Signed as a shortstop off the Notre Dame campus in February 1959, Yastrzemski replaced Ted Williams in left field for the Boston Red Sox in 1961 and followed him into the Hall of Fame in 1989. When he retired after 23 years, Yastrzemski ranked first in career games (3,308), third in at-bats (11,988) and walks (1,845), sixth in total bases (5,539), seventh in hits (3,419) and doubles (646), and ninth in RBI (1,844). He’s the only American League player with both 3000 hits and 400 homers.

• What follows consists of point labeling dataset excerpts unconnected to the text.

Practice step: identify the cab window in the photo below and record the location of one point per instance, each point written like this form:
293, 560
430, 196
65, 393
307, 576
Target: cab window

Although he won three batting titles, played in 18 All-Star games, and was acknowledged as the finest defensive left fielder of his time, Yastrzemski will be primarily remembered by Red Sox rooters for his 1967 season, the year of The Impossible Dream. Starved for a pennant for 21 seasons, Fenway partisans had no reason to think that 1967 would be any different from the miserable ninth-place finish of 1966. But, going into the final week, four teams were still in the race and three teams would finish within a game of one another. Yastrzemski almost single handledly carried the club during the last month. In the final 12 games, he had 23 hits in 44 at-bats (.523), with five home runs, 14 runs, and 16 RBI. The Red Sox needed to win the last two games with the Twins to avoid a three-way tie with them and Detroit. Yastrzemski went 7-for-8 with five RBI, including a three-run homer in the first game. He also snuffed out a Twin rally by throwing out Bob Allison at second base on what looked like a sure double.
Yastrzemski hit .400 with three homers in the World Series. He won the Triple Crown by hitting .326 with 44 HR and 121 RBI and also led the AL in hits (189), runs (112), total bases (360), and slugging average (.622). He missed a unanimous vote for the MVP award because one sportswriter thought that Cesar Tovar (.267, 6 HR, 47 RBI) of the Twins was more valuable.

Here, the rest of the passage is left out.